Server virtualization is quickly becoming a standard technology in many data centers today. While VMware augments hardware utilization significantly through the use of server virtualization, VMware’s Virtual Infrastructure (ESX) 3 also introduces new issues concerning the backup and recovery of virtual environments.
It is important to remember that it is just as critical to protect data created and utilized in virtual machines as it is to protect the data that is located in a single physical machine. This paper describes several approaches that can be used to back up VMware ESX Server 3.x and its underlying components using Symantec Backup Exec 12.5 for Windows Servers and the Backup Exec Agent for VMware Virtual Infrastructure (AVVI).

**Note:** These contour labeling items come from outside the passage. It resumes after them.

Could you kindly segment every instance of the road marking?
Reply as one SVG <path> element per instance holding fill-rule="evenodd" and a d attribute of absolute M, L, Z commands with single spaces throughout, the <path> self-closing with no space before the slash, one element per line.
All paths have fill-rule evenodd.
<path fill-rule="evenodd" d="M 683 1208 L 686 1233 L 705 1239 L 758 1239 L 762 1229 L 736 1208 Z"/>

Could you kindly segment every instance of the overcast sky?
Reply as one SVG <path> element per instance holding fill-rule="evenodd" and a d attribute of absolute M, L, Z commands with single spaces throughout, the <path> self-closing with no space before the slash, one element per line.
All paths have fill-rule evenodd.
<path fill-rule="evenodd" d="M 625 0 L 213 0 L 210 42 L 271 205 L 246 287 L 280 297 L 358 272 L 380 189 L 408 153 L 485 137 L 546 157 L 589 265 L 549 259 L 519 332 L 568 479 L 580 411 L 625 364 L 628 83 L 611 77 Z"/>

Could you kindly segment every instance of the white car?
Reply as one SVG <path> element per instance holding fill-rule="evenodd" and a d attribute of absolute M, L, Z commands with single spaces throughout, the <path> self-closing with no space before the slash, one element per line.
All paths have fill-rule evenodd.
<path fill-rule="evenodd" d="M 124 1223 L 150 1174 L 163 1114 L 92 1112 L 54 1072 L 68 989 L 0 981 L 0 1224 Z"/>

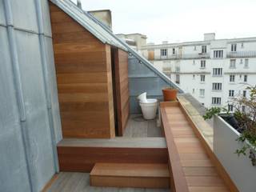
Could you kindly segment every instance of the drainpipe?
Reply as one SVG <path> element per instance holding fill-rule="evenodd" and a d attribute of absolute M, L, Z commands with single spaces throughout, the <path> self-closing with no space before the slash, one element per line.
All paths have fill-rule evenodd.
<path fill-rule="evenodd" d="M 77 2 L 77 6 L 82 10 L 81 0 L 78 0 L 78 2 Z"/>
<path fill-rule="evenodd" d="M 24 96 L 22 93 L 22 78 L 19 69 L 18 57 L 17 53 L 17 45 L 15 40 L 15 31 L 14 28 L 12 11 L 10 6 L 10 1 L 4 0 L 4 7 L 6 10 L 6 18 L 7 23 L 7 34 L 10 44 L 10 52 L 11 56 L 12 70 L 14 81 L 14 88 L 16 92 L 17 105 L 18 106 L 18 114 L 20 118 L 21 132 L 22 138 L 22 144 L 24 146 L 24 153 L 26 156 L 26 163 L 28 171 L 29 183 L 30 190 L 36 191 L 37 179 L 35 177 L 35 167 L 32 159 L 33 154 L 31 153 L 31 146 L 30 143 L 30 136 L 26 126 L 26 108 L 24 102 Z"/>
<path fill-rule="evenodd" d="M 43 70 L 43 81 L 44 81 L 44 88 L 45 94 L 47 102 L 47 114 L 49 119 L 49 127 L 50 130 L 50 138 L 52 142 L 52 150 L 54 158 L 54 169 L 55 172 L 59 172 L 58 167 L 58 152 L 57 152 L 57 145 L 56 145 L 56 135 L 54 125 L 54 117 L 52 114 L 52 104 L 51 104 L 51 95 L 50 95 L 50 71 L 47 66 L 46 61 L 46 42 L 45 42 L 45 35 L 43 31 L 43 16 L 42 13 L 42 4 L 41 1 L 35 1 L 36 10 L 37 10 L 37 18 L 38 23 L 38 35 L 39 35 L 39 43 L 40 43 L 40 52 L 41 52 L 41 62 L 42 64 L 42 70 Z"/>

This paper also discusses the relative advantages and disadvantages of each method.
VMware Virtual Infrastructure 3 backup and recovery challenges
As server consolidation continues to accelerate, placing larger and larger numbers of VMware “guest” virtual machines in a single virtualized environment, planning backup, restore, and disaster recovery of the virtual environment is becoming an essential requirement of managing your virtual infrastructure. VMware Virtual Infrastructure 3 (VI 3) has quickly become an industry standard for organizations that want to virtualize their IT environments.
Companies are becoming dependent on efficient backup and quick recovery of their virtual systems—and the host systems they run on—to maintain business productivity and gain the cost savings that server virtualization delivers. This includes not only the guest virtual machines but also the applications that have been installed on them, such as Microsoft® Exchange®, SQL, and SharePoint Server. A lost ESX Server could impact multiple departments’ productivity for up to several hours, or even days, as the IT administrator struggles to recover the virtual environment and the individual guest virtual machines.

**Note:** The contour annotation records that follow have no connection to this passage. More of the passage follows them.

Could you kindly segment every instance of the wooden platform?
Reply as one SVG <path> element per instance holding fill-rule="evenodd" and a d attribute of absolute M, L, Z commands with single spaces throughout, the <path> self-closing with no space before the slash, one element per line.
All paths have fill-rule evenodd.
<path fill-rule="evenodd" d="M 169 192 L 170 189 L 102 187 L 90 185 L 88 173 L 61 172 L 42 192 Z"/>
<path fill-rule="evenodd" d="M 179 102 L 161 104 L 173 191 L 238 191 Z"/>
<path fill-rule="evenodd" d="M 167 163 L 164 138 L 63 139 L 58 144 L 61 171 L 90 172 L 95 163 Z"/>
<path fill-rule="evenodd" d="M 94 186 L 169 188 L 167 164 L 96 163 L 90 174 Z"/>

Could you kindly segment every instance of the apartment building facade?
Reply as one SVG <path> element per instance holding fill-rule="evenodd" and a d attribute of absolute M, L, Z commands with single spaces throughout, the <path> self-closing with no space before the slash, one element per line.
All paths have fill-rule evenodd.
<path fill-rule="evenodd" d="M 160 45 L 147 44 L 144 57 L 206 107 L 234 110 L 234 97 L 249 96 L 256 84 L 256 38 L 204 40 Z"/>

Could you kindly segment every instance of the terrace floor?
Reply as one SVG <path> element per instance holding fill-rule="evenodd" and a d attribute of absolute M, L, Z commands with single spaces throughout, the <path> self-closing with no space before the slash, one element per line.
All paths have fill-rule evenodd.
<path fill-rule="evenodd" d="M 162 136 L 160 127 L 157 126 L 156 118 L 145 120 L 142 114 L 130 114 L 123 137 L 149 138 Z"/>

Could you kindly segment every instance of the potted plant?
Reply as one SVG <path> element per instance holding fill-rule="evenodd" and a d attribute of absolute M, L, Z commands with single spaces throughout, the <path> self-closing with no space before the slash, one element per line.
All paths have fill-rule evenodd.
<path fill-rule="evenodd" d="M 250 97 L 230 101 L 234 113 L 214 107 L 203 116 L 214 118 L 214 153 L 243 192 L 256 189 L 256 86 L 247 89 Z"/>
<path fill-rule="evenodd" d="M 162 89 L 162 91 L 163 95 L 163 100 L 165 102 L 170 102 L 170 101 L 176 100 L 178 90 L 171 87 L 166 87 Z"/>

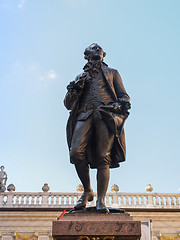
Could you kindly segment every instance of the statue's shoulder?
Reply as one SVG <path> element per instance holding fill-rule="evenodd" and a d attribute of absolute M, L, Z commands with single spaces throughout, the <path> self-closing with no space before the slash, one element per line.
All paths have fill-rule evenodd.
<path fill-rule="evenodd" d="M 116 70 L 114 68 L 111 68 L 111 67 L 108 67 L 108 66 L 105 66 L 105 65 L 102 66 L 102 69 L 103 69 L 103 71 L 106 71 L 106 72 L 112 73 L 112 74 L 118 72 L 118 70 Z"/>
<path fill-rule="evenodd" d="M 74 79 L 74 82 L 78 81 L 78 79 L 83 75 L 84 72 L 78 74 L 75 79 Z"/>

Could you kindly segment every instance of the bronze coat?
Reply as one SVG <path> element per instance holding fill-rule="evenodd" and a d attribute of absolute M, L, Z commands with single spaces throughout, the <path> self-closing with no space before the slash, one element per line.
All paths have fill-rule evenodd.
<path fill-rule="evenodd" d="M 102 66 L 102 72 L 105 81 L 107 81 L 107 85 L 110 93 L 112 94 L 114 102 L 118 102 L 121 100 L 125 102 L 130 102 L 130 98 L 126 93 L 118 71 L 104 65 Z M 80 76 L 81 74 L 76 77 L 74 82 L 78 81 Z M 73 84 L 73 82 L 71 82 L 70 84 Z M 66 128 L 69 150 L 71 148 L 71 140 L 76 124 L 80 96 L 81 94 L 78 94 L 76 91 L 69 90 L 64 99 L 64 105 L 68 110 L 71 110 Z M 127 119 L 128 114 L 115 114 L 110 111 L 103 111 L 102 114 L 103 113 L 104 115 L 106 115 L 105 121 L 108 124 L 109 129 L 111 129 L 115 134 L 115 140 L 111 152 L 112 161 L 110 167 L 119 167 L 120 162 L 123 162 L 126 159 L 124 122 Z M 91 168 L 96 168 L 95 158 L 93 157 L 94 152 L 95 151 L 93 151 L 93 146 L 88 146 L 87 158 Z"/>

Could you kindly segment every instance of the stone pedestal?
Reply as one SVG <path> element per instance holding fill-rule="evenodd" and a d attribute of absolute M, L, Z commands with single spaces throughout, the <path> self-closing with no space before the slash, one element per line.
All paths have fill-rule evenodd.
<path fill-rule="evenodd" d="M 54 221 L 55 240 L 137 240 L 141 237 L 141 222 L 127 213 L 73 213 Z"/>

Administrators who are looking to protect their VMware environment quickly come to understand the frustration and time involved with backup technologies that are not built specifically for protection of virtual environments. Administrators and companies who have not had the experience of recovering a guest virtual machine using basic backup and recovery tools will face several limitations in recovering their data with older backup tools that were designed only for physical systems, including the need to:
- Install a backup agent inside of each guest virtual machine—or directly on the ESX Server
- Perform a time-consuming recovery of the entire guest virtual machine to recover a single file
- Perform separate backups for system-level and individual file–level recoveries
- Take guest virtual machines offline during backup in order to protect them completely
- Ensure that applications running inside the guest virtual machines can be recovered
- Use separate backup products for physical and virtual machines
Traditionally, these problems have been overcome through the use of VMware utilities that allow third-party backup software to perform backups within the ESX Service Console of live guest virtual machines. Unfortunately, performing live or “hot” backups of guest virtual machines using these utilities can require the use of scripts and Linux-based tools that usually require Linux scripting experience.

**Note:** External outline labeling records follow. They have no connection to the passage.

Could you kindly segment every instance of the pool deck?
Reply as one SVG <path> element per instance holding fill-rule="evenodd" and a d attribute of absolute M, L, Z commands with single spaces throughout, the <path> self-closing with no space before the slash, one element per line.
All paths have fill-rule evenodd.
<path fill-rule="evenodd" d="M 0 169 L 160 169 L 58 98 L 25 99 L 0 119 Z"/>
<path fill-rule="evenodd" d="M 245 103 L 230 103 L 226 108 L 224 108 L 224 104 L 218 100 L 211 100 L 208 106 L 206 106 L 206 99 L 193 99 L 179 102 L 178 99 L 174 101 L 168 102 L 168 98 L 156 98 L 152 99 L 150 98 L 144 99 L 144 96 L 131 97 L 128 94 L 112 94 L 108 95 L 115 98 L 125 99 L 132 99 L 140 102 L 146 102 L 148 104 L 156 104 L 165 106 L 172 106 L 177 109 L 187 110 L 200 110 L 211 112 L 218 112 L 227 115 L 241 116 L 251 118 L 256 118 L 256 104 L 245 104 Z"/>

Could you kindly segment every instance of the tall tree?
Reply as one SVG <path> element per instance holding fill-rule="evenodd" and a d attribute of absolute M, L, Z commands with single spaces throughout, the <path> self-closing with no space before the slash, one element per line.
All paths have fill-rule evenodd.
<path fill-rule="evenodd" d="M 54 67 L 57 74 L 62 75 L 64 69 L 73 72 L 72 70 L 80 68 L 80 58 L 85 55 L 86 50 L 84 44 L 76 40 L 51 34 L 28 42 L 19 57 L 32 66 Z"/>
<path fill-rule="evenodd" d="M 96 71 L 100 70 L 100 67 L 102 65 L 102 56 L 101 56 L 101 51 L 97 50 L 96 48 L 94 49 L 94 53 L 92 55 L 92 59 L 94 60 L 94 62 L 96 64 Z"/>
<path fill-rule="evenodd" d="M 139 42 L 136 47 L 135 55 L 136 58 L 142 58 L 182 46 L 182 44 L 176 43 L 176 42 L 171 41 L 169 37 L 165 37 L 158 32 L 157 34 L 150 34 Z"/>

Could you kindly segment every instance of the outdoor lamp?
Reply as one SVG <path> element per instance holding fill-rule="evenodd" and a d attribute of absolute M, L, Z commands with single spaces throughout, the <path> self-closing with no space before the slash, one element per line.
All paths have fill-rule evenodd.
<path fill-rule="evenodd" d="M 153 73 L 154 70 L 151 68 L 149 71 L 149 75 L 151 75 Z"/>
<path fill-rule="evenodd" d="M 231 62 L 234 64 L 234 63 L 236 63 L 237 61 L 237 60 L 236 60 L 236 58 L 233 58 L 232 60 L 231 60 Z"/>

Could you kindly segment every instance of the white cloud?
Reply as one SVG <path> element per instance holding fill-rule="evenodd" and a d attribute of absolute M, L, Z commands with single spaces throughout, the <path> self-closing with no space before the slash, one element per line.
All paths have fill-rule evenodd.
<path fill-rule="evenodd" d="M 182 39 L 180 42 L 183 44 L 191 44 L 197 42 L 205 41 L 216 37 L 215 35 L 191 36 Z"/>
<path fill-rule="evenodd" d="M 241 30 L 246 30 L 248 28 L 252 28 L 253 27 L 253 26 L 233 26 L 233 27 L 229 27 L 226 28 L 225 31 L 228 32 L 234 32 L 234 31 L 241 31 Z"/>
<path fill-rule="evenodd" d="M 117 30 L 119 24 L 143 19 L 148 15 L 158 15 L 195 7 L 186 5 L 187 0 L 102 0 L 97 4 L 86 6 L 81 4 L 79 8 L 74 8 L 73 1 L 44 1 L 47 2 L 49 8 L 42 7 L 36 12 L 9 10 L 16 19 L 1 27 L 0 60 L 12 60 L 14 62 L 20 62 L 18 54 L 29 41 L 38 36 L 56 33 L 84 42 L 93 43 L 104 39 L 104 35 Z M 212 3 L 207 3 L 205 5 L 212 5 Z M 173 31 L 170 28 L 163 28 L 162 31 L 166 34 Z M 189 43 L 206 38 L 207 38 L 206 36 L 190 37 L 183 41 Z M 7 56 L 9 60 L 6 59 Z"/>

Additionally, these types of backups on the ESX Server can place an additional performance load on the entire ESX Server during backup, affecting all guest virtual machines on that ESX Server as well as all of the users connected to those guest virtual machines. Performing a hot backup can be difficult or impossible to manage manually. In addition, it is only cost-effective if it is both centralized and usable by the staff who need it.